Tahukah kamu, apa yang kita miliki waktu itu?
Impian, kenangan, kekuatan yang takkan pernah bisa terbeli.
Semuanya itu, telah menjadi masa lalu. Aku telah salah menilai.
Kita rela menukarnya, kita rela menjualnya dengan kehidupan yang kita miliki saat ini.
Kita membiarkannya terkikis, meskipun kita juga membiarkan satu hal yang tersisa dalam rasa.
Masih teringat ketika satu per satu kita datang ke kota ini.
Mencoba membangun mimpi dari seuntai tali tak bertepi.
Namun yang kita hadapi adalah perbedaan gaya hidup, pertemanan, lingkungan.
Kekhawatiranku semakin membawa arti.
Kita telah mencapai batas impian.
Ada satu hal yang tidak bisa kita teruskan.
Hari ini,
Tepat setahun yang lalu aku memulai membangun lagi impian yang pernah tumpah dan pecah berkeping-keping.
Keyakinan yang membawaku kepadamu. Bukan serentetan duka masa lalu.
Dapatkah kamu menjawabnya, Sahabat?
Entah seperti apa pertemanan kita sekarang.
Semua media yang menghubungkan kita telah terputus.

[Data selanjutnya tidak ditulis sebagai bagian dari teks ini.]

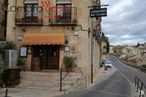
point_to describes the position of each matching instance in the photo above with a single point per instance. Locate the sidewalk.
(19, 92)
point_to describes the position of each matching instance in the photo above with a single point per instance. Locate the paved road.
(128, 71)
(114, 86)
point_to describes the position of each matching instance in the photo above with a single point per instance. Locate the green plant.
(144, 66)
(20, 62)
(69, 61)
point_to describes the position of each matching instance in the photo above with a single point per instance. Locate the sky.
(125, 23)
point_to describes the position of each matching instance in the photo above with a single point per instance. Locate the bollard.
(141, 93)
(6, 93)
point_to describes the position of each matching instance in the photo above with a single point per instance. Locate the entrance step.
(48, 80)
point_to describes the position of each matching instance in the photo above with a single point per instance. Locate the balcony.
(63, 18)
(22, 20)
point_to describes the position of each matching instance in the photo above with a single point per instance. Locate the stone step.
(47, 80)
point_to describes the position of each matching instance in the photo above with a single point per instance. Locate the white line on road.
(110, 93)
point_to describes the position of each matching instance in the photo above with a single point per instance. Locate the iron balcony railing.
(21, 19)
(66, 16)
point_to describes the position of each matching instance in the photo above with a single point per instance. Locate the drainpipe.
(91, 44)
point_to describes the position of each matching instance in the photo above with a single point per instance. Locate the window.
(31, 10)
(64, 11)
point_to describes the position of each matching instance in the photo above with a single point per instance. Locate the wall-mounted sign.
(98, 12)
(23, 51)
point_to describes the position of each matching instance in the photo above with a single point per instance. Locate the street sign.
(98, 12)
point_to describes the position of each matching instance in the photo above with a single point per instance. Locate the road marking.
(111, 93)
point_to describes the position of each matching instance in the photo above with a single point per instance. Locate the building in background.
(3, 19)
(46, 31)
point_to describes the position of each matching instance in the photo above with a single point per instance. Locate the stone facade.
(2, 21)
(77, 35)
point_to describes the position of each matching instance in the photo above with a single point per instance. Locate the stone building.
(47, 30)
(3, 19)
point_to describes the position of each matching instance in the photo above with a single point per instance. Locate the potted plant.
(69, 63)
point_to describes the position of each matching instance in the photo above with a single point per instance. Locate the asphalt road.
(116, 85)
(128, 71)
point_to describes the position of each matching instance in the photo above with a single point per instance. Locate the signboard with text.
(98, 12)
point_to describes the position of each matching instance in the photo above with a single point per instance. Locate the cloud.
(126, 21)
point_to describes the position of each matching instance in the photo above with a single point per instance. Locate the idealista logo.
(46, 4)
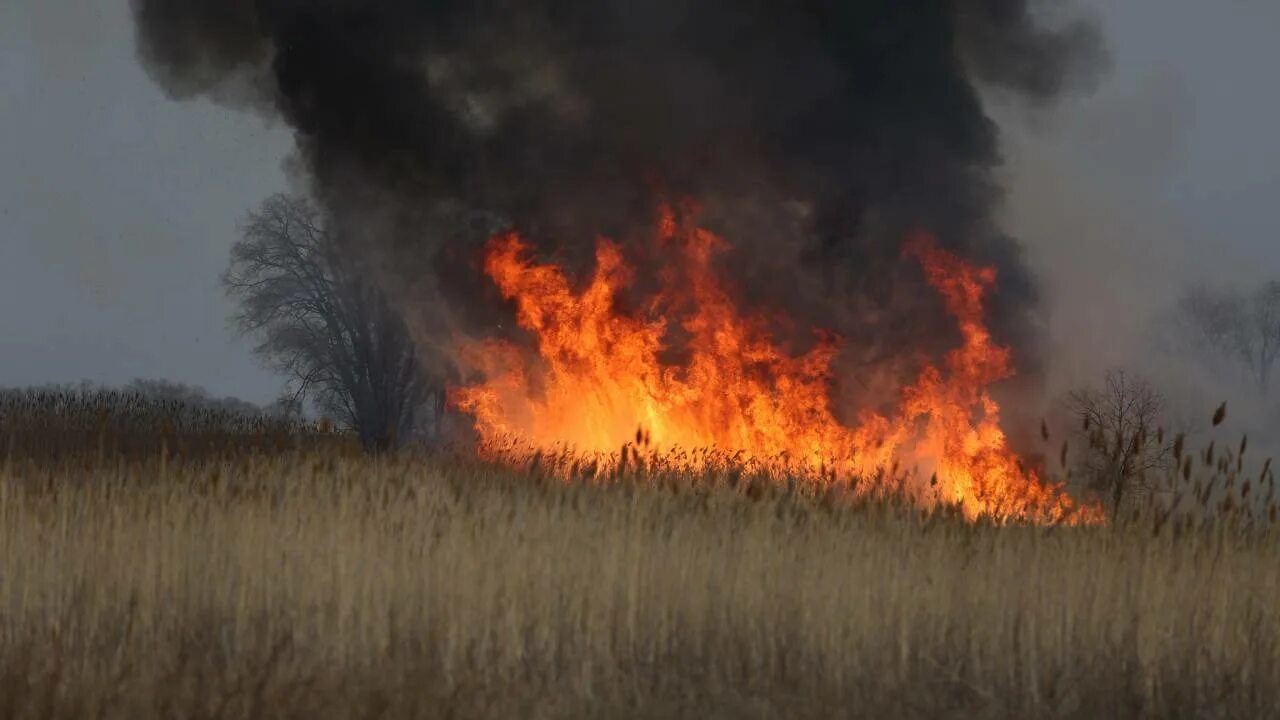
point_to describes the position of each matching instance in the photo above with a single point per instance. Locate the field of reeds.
(156, 565)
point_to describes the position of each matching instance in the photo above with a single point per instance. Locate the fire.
(600, 374)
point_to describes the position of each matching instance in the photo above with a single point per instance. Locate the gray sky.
(118, 206)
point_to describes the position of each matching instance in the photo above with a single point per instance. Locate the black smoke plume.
(816, 135)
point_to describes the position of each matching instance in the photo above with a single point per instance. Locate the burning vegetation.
(600, 373)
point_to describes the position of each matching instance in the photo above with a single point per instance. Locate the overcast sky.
(118, 206)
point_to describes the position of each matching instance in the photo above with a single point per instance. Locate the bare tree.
(1242, 327)
(1124, 442)
(324, 323)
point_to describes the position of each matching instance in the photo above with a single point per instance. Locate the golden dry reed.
(314, 582)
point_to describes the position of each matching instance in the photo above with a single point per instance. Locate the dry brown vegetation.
(302, 579)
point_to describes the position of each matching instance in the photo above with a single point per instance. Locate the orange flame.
(602, 374)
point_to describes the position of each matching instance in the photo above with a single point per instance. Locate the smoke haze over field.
(817, 135)
(117, 206)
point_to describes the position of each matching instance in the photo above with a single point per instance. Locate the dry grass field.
(297, 578)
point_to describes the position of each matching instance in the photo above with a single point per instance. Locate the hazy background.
(118, 206)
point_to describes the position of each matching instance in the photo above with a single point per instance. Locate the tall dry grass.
(319, 583)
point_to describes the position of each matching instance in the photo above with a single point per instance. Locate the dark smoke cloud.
(814, 132)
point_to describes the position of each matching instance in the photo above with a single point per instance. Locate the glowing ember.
(602, 376)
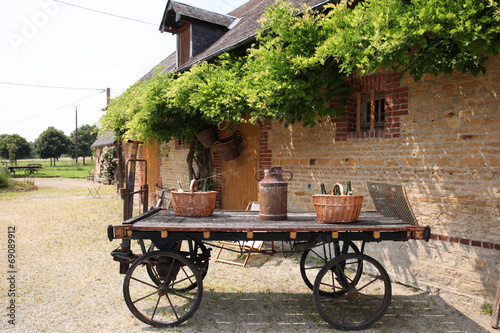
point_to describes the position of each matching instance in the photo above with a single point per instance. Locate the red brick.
(475, 243)
(443, 238)
(488, 245)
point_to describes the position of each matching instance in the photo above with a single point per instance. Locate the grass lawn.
(64, 168)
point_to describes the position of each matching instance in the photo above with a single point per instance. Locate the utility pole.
(76, 134)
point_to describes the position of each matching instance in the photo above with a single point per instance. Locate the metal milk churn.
(273, 194)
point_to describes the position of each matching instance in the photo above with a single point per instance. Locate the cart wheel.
(313, 260)
(170, 302)
(352, 305)
(200, 257)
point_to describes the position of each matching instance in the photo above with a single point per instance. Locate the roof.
(176, 12)
(107, 139)
(240, 34)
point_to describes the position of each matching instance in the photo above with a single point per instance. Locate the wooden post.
(131, 173)
(495, 317)
(372, 110)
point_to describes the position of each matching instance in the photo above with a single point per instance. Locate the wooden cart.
(163, 286)
(29, 170)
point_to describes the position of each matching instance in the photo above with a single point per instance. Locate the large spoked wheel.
(171, 302)
(352, 305)
(313, 260)
(197, 252)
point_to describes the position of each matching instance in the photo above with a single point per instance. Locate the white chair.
(94, 189)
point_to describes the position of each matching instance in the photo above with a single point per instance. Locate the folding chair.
(244, 248)
(90, 176)
(94, 189)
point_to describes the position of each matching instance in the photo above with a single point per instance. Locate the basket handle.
(193, 187)
(340, 187)
(291, 175)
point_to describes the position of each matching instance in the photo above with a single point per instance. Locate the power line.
(98, 11)
(44, 113)
(51, 87)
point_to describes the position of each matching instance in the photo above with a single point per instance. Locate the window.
(378, 113)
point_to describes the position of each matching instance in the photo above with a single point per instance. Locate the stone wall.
(447, 154)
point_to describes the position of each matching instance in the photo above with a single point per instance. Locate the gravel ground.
(66, 281)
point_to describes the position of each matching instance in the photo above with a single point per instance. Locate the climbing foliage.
(302, 59)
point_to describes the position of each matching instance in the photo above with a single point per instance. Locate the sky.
(56, 59)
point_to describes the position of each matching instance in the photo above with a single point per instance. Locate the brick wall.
(442, 141)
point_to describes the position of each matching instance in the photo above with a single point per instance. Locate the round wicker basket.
(337, 208)
(193, 203)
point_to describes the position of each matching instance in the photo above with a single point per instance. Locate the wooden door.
(239, 186)
(149, 152)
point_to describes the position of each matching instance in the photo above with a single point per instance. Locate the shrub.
(4, 177)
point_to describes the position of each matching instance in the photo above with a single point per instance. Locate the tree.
(87, 134)
(52, 143)
(14, 147)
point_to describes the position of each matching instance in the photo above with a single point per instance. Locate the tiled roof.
(242, 33)
(106, 140)
(176, 11)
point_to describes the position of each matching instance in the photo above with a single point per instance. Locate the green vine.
(303, 59)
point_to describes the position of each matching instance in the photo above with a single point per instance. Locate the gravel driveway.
(64, 279)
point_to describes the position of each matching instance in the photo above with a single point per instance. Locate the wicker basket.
(193, 203)
(228, 148)
(207, 137)
(337, 208)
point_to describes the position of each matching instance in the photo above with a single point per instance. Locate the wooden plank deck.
(244, 221)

Yang tertinggal cuma sedikit rasa yang tidak bisa kita hapuskan begitu saja.
Tidak hilang, tetapi juga tidak pergi.
Ya mungkin hanya itu yang tersisa dari kita.
Rasa yang terkadang meragu, terkadang merindu.
Antara mau menyapa ataukah diam saja.
Antara mau bertemu atau menghindar.
Rasa yang tak mampu kita jelaskan lebih lanjut.
Terlalu banyak perubahan hidup yang kita alami.
Sehingga keaslian dan ketulusannya tak mampu kita temukan lagi.
Terlalu banyak modifikasi.
Terlalu banyak obsesi.
Padahal kita hanya perlu untuk selalu menjadi diri sendiri.
Karena di situlah aku mampu melihat warnamu, teman sejiwaku.